For intuition, note that since $\{x\}^\circ = \{y | \langle x,y \rangle \leq 1 \} $, we see that if $x =0$ then $\{x\}^\circ = \mathbb{R}^d$ otherwise $\{x\}^\circ$ is a half space with normal $x$ and shortest distance from the origin to the boundary is ${1 \over \|x\|}$. It may help to sketch $\{x\}^\circ$ for a few points in the plane.
If $r>0$, then it is straightforward to check that $(r A)^\circ = {1 \over r} A^\circ$. Hence it is sufficient to find the polar of $A = \{ x | \|x\| \le 1 \}$.

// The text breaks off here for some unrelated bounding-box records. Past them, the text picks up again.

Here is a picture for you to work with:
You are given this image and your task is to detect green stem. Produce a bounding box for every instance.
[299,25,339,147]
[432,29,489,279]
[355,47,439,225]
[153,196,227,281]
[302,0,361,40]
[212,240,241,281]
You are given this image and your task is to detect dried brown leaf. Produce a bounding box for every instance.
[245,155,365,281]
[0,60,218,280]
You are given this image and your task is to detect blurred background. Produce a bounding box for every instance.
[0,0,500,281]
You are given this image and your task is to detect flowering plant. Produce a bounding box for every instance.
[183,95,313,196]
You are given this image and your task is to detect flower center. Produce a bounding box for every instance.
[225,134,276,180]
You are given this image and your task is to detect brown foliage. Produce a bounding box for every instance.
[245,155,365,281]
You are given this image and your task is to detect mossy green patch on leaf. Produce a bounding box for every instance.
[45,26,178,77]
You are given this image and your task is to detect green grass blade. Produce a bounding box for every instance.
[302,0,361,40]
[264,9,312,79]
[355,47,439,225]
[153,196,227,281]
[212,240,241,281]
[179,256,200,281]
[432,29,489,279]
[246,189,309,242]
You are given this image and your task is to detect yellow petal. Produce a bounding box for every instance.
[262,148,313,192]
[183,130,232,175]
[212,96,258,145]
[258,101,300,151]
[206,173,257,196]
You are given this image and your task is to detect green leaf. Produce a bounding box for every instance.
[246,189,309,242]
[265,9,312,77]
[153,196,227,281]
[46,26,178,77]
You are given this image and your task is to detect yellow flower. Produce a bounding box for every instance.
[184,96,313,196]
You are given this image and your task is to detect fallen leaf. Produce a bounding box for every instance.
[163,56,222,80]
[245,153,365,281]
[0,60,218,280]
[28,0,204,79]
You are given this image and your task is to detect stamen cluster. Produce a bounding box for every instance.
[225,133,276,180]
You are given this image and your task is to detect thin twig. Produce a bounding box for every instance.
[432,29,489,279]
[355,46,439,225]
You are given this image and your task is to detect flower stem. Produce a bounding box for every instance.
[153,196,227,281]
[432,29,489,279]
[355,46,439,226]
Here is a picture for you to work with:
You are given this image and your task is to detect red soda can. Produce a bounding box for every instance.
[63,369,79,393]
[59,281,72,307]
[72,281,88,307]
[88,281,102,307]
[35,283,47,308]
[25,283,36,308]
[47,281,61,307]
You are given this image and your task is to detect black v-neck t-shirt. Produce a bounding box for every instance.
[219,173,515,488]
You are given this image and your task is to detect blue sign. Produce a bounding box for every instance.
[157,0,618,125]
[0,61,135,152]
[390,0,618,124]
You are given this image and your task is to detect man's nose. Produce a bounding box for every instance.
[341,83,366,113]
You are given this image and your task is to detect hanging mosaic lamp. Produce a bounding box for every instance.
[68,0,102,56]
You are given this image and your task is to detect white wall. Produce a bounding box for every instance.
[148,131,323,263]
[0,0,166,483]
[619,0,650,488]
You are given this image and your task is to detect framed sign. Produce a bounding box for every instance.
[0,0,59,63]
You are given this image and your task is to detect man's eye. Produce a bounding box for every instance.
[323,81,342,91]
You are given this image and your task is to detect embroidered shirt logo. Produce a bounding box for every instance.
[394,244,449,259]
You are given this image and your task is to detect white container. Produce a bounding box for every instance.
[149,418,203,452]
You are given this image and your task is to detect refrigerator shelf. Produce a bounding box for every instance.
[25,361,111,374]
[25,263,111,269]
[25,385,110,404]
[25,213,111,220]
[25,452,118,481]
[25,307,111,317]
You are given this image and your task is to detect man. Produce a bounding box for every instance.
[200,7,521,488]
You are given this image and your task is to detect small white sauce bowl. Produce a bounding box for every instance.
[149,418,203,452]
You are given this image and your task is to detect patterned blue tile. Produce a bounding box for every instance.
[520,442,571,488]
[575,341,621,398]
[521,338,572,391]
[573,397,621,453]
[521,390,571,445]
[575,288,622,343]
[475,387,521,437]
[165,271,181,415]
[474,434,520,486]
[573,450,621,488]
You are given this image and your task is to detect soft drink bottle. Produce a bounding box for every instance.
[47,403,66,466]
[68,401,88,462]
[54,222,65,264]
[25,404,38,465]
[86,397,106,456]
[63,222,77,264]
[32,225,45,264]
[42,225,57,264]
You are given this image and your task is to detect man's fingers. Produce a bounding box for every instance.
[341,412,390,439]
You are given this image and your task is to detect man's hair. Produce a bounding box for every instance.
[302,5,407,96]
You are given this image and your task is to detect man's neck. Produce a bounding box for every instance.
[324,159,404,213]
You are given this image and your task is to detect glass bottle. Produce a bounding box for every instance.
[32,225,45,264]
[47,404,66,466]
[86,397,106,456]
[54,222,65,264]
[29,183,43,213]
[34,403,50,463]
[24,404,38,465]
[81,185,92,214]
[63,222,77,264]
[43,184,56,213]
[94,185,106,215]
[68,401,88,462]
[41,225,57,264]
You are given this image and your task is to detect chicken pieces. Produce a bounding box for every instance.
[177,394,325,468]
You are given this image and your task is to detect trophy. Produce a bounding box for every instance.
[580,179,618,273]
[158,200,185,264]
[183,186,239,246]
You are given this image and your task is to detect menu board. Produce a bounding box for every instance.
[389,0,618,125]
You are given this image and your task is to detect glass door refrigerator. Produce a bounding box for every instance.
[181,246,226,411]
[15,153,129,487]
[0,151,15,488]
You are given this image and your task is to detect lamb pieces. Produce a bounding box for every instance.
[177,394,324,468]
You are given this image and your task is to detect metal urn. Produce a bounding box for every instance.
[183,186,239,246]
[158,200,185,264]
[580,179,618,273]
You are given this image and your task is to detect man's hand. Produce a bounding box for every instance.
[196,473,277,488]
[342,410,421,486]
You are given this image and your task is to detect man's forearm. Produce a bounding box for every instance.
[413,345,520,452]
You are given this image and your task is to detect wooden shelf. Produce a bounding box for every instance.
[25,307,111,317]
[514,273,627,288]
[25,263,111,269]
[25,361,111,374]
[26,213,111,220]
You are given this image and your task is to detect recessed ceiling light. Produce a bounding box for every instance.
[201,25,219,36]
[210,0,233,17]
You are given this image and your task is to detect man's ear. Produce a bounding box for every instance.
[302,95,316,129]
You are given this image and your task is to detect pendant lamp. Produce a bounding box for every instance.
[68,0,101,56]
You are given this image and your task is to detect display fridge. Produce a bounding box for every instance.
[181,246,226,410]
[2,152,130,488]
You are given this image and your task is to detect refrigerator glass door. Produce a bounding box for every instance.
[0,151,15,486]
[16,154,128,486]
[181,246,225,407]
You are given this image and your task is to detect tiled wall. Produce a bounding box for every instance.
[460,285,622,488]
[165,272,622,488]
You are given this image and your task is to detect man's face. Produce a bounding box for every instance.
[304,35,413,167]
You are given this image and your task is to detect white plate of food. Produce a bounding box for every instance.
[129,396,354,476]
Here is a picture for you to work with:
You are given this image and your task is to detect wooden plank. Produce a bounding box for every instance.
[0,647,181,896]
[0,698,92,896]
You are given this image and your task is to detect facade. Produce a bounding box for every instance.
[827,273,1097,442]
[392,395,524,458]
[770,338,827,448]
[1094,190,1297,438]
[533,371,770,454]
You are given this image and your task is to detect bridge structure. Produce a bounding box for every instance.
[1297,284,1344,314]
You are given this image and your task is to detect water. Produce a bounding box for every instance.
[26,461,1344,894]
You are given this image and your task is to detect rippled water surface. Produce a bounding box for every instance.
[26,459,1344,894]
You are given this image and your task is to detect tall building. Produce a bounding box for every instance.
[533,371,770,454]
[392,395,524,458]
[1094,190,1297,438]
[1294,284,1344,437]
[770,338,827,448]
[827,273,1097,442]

Another useful result is that if $L$ is an invertible linear transformation, then $(LA)^\circ = (L^T)^{-1} A^ \circ$. This is straightforward to show from the definition.
There are various approaches one can take here. One simple one is to notice from the previous result that if $A$ is invariant under rotations by orthogonal matrices, then so is $A^\circ$. In particular, $A^\circ$ must be a closed ball and it is easy to check that the radius is one, hence $A^\circ = A$.
For the second question, $A = \{ a \}^\bot = \{ y | \langle y , a \rangle = 0 \}$ for some $a$. In particular, $A$ is a subspace. It is not too hard to check from the definition that if $A$ is a subspace, then $A^\circ = A^\bot$, and in this case we have $A^\circ = (\{ a \}^\bot)^\bot = \operatorname{sp} \{a\} = \{ \lambda a | \lambda \in \mathbb{R} \}$.
Clarification:
Suppose $L$ is an invertible linear transformation. Then \begin{eqnarray} (LA)^\circ &=& \{ y | \langle y , Lx \rangle \le 1, \text{ for all } x \in A \} \\ &=& \{ y | \langle L^Ty , x \rangle \le 1, \text{ for all } x \in A \} \\ &=& \{ (L^T)^{-1} z | \langle z , x \rangle \le 1, \text{ for all } x \in A \} \\ &=& (L^T)^{-1} A^ \circ \end{eqnarray}
Suppose $A$ is a subspace. Suppose $y \in A^\circ$. Then $\langle y , x \rangle \le 1$ for all $x \in A$. Since $A$ is a subspace, $t x \in A$ for all $t$ and so $t \langle y , x \rangle \le 1$ for all $t$. Then only way this can be true is if $\langle y , x \rangle = 0$. Hence $y \in A^\bot$ and so $A^\circ \subset A^\bot$.
For the other way around, it is immediate that if $y \in A^\bot$ then $y \in A^\circ$ (since $0 < 1$).